In New York, she met American Pop Art giants Andy Warhol, Roy Lichtenstein, and Tom Wesselmann, all of whom helped spark Kogelnik’s fascination with new and developing technologies. Although known for her large-scale paintings, Kogelnik also dabbled in cut-out vinyl, fiberglass, glass, and print throughout her lifetime.
While Kogelnik’s work drew heavily from Pop influences, she rejected the movement’s roots in commercialism and objectification. Instead, Kogelnik chose to channel her developing feminist consciousness, offering commentary on the male-dominated art world and the use of women’s bodies in advertisement.
Superwoman (1973), part of NMWA’s collection, encapsulates Kogelnik’s trademark wit and criticism. Frustrated with the image of the hypersexualized damsel in distress presented in comic book media, she developed her own take on what a woman superhero would look like, freed from the male gaze. The harsh outline, static background, and intimidating pose embody traditional qualities of comic book art. However, the subject’s fatigues, boots, and demeanor are decidedly more androgynous than women in comics were typically afforded to be.
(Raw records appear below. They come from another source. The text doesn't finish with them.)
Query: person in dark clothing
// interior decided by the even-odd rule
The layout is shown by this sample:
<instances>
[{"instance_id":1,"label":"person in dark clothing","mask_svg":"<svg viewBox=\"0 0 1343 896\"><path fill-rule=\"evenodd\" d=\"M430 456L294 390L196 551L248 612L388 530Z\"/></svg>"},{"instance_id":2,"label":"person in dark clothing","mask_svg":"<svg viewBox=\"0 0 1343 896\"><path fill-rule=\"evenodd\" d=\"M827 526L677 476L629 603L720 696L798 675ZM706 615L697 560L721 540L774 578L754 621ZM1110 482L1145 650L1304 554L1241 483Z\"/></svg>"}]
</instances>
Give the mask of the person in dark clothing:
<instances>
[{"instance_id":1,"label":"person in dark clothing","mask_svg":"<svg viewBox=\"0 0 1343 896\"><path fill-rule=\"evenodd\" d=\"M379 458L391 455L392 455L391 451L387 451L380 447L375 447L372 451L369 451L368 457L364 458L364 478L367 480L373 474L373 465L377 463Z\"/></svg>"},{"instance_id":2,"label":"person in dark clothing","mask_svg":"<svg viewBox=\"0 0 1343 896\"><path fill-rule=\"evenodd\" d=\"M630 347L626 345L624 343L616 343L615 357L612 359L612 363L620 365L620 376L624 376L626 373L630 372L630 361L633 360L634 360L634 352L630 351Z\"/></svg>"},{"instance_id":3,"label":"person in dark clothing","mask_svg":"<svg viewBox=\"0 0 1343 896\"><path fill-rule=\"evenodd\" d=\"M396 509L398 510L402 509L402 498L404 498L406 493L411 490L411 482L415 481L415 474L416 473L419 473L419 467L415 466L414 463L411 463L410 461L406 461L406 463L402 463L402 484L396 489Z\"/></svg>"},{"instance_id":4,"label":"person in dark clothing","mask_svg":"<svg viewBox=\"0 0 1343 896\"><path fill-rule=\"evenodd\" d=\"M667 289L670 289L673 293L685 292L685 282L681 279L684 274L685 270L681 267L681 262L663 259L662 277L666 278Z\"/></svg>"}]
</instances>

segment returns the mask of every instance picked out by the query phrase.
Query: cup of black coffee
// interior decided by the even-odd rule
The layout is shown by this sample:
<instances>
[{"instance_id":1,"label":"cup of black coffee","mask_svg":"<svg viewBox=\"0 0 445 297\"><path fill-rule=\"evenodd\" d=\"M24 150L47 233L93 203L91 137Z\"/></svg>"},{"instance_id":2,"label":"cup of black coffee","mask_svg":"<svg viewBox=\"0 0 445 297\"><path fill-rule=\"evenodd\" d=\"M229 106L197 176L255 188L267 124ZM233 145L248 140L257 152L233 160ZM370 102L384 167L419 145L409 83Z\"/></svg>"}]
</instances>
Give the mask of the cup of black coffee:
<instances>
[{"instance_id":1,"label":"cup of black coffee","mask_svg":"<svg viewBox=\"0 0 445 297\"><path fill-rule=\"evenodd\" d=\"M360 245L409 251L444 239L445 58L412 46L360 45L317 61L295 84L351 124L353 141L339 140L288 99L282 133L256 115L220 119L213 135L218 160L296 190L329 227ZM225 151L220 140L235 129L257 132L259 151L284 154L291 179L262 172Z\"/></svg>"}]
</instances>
The piece may also be a self-portrait. Similar to the subject of the work, Kogelnik reputedly wore aviator hats and oversized sunglasses. The scissors are also a recurring symbol in Kogelnik’s work. They represent the artist’s ability to manipulate figures by “cutting” them from the fabric of the narrative. She also often created cut paper and vinyl stencils—modeled from herself or her friends—as a tool in her artistic practice. Fitting with Kogelnik’s tongue-in-cheek sense of humor, scissors could also be viewed as a reference to lesbianism—a popular topic in second wave and radical feminism.
Kogelnik’s work also frequently features machinery, which took her style another step away from conventional Pop Art. Kogelnik once said, “I’m not involved with Coca-Cola. I am involved with the technical beauty of rockets, people flying in space, and people becoming robots.” Her work often juxtaposed humanity and machinery, underscoring the fragility and unsustainability of the human form—particularly in comparison to the ceaseless evolution of technology.